Le 29 novembre 2011, la Chaire CRSNG-UQAT-UQAM en Aménagement Forestier Durable a eu le plaisir de recevoir M. Claude Villeneuve. Biologiste de renom avec plus de 30 ans de carrière, M. Villeneuve est actuellement professeur en sciences fondamentales à l’Université du Québec à Chicoutimi (UQAC) ainsi que directeur de la chaire de recherche et d’intervention en Éco-Conseil. Spécialiste dans la réalisation d’analyse de cycle de vie (ACV), M. Villeneuve nous a fait la démonstration de la contribution possible des matériaux de bois dans la lutte aux changements climatiques ainsi que l’importance des données primaires dans les ACV notamment dans le domaine forestier du Québec.

Les changements climatiques

Les changements climatiques sont sans équivoque et résultent d’une émission de gaz à effet de serre (GES) atmosphérique excédentaire à ce que peuvent capter les systèmes naturels.
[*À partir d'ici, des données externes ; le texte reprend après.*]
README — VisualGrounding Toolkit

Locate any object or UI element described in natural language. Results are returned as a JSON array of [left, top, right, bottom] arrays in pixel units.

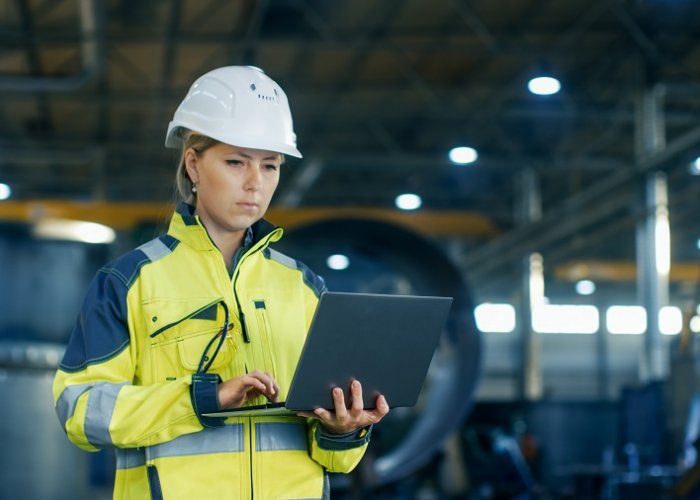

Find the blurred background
[[0, 0, 700, 499]]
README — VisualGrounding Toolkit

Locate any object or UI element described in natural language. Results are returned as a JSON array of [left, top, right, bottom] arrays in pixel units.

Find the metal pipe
[[0, 0, 104, 92]]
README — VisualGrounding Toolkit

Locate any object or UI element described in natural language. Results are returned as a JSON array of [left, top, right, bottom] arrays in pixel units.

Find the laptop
[[205, 292, 452, 417]]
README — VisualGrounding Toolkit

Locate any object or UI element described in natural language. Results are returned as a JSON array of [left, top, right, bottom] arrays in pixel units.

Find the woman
[[53, 66, 389, 499]]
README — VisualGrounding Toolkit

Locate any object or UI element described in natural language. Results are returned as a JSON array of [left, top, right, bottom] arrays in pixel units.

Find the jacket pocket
[[144, 298, 235, 382]]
Les plus importantes sources de GES sont générées par l’activité humaine et trouvent leur origine dans l’utilisation de combustibles fossiles fournissant 85% de l’énergie mondiale. Or, la croissance économique indique que les émissions de GES continueront d’augmenter, contribuant au réchauffement du climat qui en retour affecte le vivant. Le scénario le plus plausible prévoit que d’ici 2090 la concentration de CO2 atmosphérique atteindra 3 fois la concentration préindustrielle. Ceci s’accompagne d’une augmentation de température de plus de 6°C, augmentation que M. Villeneuve qualifie « d’extrêmement considérable ». Pourquoi est-ce si considérable? En fait, le climat a varié de 0,2°C pendant les 1000 dernières années et celui-ci va varier de 2,4°C dans les 100 prochaines. Selon M. Villeneuve, cette situation représente « un enjeu adaptatif extrêmement important ». Or, l’inertie du système fait en sorte que même en arrêtant aujourd’hui de rejeter du CO2, le temps d’ajustement des systèmes naturels prendrait plus d’un siècle et donc, le réchauffement du climat se poursuivra. Or, Il est possible de diminuer ces impacts en prenant des mesures vigoureuses d’atténuation.
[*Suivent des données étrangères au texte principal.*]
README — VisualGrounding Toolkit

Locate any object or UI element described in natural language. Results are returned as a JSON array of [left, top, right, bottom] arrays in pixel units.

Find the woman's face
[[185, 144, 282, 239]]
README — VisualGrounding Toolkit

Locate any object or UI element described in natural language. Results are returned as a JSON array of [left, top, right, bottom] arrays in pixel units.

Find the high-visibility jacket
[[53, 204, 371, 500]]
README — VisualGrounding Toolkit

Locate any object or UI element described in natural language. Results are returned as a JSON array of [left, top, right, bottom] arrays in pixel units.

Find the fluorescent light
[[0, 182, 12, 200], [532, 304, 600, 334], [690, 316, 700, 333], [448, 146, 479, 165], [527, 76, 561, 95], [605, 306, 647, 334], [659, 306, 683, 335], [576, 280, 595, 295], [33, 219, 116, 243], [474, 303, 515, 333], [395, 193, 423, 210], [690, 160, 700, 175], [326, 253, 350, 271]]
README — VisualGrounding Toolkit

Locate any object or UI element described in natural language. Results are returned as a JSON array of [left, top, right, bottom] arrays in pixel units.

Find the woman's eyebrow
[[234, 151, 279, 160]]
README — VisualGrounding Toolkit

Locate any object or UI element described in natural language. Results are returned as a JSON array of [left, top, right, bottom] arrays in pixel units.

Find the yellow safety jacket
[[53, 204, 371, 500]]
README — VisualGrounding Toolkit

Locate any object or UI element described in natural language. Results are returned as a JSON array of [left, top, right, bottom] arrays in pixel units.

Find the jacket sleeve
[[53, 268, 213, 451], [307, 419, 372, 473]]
Stratégie de lutte aux changements climatiques dans le domaine forestier

« Dans l’ACV il est très important d’aller chercher les données les plus proches possible du terrain. »
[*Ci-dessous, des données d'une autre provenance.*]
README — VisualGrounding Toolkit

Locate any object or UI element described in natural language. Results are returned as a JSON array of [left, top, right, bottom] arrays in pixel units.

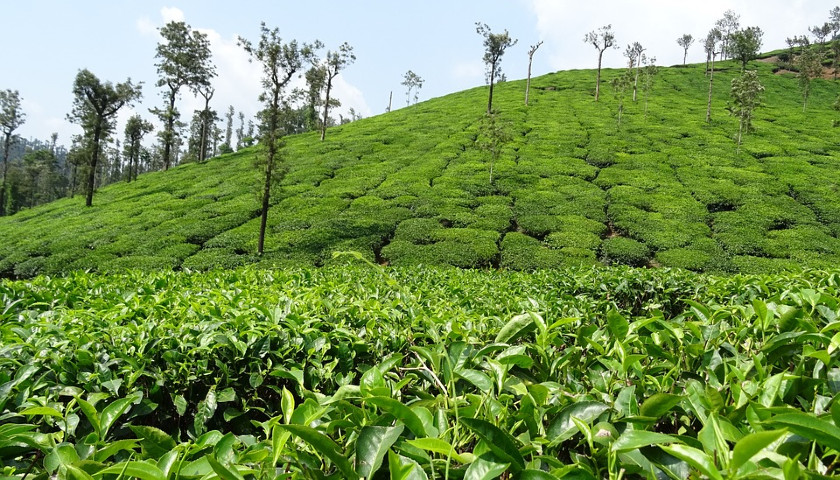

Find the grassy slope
[[0, 58, 840, 276]]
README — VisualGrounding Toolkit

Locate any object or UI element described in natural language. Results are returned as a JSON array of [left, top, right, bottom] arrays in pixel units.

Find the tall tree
[[704, 27, 722, 123], [729, 27, 764, 72], [67, 69, 141, 207], [220, 105, 234, 153], [476, 112, 513, 185], [793, 36, 822, 112], [195, 85, 216, 162], [236, 112, 245, 150], [715, 10, 741, 60], [730, 70, 764, 147], [624, 42, 645, 102], [321, 42, 356, 142], [123, 115, 154, 182], [642, 55, 659, 120], [0, 90, 26, 217], [400, 70, 423, 106], [677, 33, 694, 65], [152, 22, 216, 170], [239, 23, 318, 255], [304, 65, 327, 130], [475, 22, 517, 114], [583, 25, 618, 102], [525, 40, 543, 106]]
Les forêts étant des puits de carbone, elles ont une grande importance dans la lutte aux changements climatiques. Il y a 5 réservoirs de carbone dans une forêt : les troncs, les branches, les sols, les racines et la matière ligneuse morte. Ces réservoirs représentent une masse de carbone capté par la photosynthèse. En effet, les forêts du monde contiennent la même quantité de carbone séquestré que l’atmosphère dans son ensemble. Selon M. Villeneuve, les produits du bois à longue durée de vie (HWP) s’ajoutent à ces 5 réservoirs. La stratégie de lutte aux changements climatiques dans le domaine forestier serait donc d’augmenter l’efficacité du puits (la forêt) en maximisant sa croissance et en la protégeant des perturbations. De plus, M. Villeneuve souligne une contribution importante de l’utilisation de la production ligneuse pour des produits à longue durée de vie ainsi que la substitution de carburants fossiles en tenant compte des caractéristiques de cycle de vie.

La notion de cycle de vie

Un produit qui répond à un besoin aujourd’hui peut avoir eu des impacts sur l’environnement depuis l’extraction des ressources qui le composent, en avoir tout au long de son utilisation et en provoquer lors de sa disposition ou de son démantèlement. La notion de cycle de vie permet d’avoir une vue d’ensemble des impacts de l’acquisition des ressources jusqu’à la fin de vie du produit. L’ACV est donc une approche normalisée reconnue comme un outil de balisage pour la production et la consommation responsable. L’ACV détermine l’émission de GES à chaque étape de vie d’un produit. Cette méthode permet non seulement de comparer les produits entre eux, mais aussi d’améliorer la phase du cycle de vie dans lequel il y est le plus avantageux de diminuer les émissions et soutenir ainsi l’éco-conception. Or, cette méthode a certaines limites notamment au niveau des bases de données disponibles ainsi que de la représentativité géographique, temporelle et technologique.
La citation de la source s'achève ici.